Confesso que logo nos primeiros minutos achei entediante. Ver cinco “fabulosos” chegarem com dicas de estilo, transformações e grandes revelações me lembrou muito aqueles programas de TV aberta – que não assisto – onde o povo transforma as pessoas. Tipo, já deu, né? Mas como todo bom guerreiro, segui firme até o final.

E não é que me surpreendeu? O que me chamou mais atenção, inclusive nos demais episódios, é que a maioria das pessoas transformadas são heterossexuais. E mais, durante todo o processo de transformação destas pessoas, é comum escutar delas mesmas a frase (ou algo parecido): “Nunca imaginei que minha vida mudaria! E mais, com a ajuda de cinco homossexuais!”.

Em outras palavras, a série é realmente incrível e empoderada. Principalmente para quem é gay e não consegue ver homossexuais se dando bem em diversas áreas da vida. O seriado mostra, de fato, o que eu venho dizendo desde 2006 quando lancei meu livro sobre a homossexualidade e os processos psíquicos que envolvem a entrada e saída do armário chamado O ARMÁRIO: é possível viver uma vida plena, com seus desejos homossexuais e sendo 100% você! E eles são. E não apenas são como ajudam outras pessoas a crescerem.

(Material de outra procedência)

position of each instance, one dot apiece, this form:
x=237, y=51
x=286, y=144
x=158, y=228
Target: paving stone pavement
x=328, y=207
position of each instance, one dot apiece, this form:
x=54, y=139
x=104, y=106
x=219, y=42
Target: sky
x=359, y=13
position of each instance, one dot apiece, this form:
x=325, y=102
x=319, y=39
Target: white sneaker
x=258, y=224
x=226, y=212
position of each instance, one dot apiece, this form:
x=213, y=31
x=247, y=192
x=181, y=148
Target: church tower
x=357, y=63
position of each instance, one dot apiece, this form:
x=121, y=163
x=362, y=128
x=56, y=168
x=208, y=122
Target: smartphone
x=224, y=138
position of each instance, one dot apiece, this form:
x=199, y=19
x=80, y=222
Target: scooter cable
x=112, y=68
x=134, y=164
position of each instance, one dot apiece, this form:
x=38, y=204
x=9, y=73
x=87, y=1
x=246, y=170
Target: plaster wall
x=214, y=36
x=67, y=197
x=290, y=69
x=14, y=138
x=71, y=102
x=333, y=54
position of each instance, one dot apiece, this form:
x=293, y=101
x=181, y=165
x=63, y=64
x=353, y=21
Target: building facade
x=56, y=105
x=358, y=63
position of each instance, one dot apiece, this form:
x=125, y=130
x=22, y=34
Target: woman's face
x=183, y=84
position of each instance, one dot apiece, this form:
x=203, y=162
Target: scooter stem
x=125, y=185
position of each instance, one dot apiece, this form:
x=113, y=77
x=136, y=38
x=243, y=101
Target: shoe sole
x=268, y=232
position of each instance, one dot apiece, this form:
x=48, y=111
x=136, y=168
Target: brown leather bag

Então, se você nunca ouviu falar no seriado ou, se já escutou e não teve tempo para assistir, já coloca ele no meio das suas prioridades. Um dos episódios que mais me tocou foi o do “Repaginando Total”. Me chamou a atenção pois o cara cresceu, seus amigos foram sumindo com o tempo e ele foi ficando “esquecido” e “se esquecendo” do mundo e seus vínculos. Vi muita gente amiga ali, inclusive me vi em uma parte da minha vida (passei por algo parecido há muito tempo), onde, o tempo passa e, por algumas coisas que não dão certo ali e aqui, a gente vai se fechando pro mundo e pras possibilidades: quase uma depressão, mas ela é tão lenta que a gente não percebe que, cada vez mais, vai entrando em um poço sem fim.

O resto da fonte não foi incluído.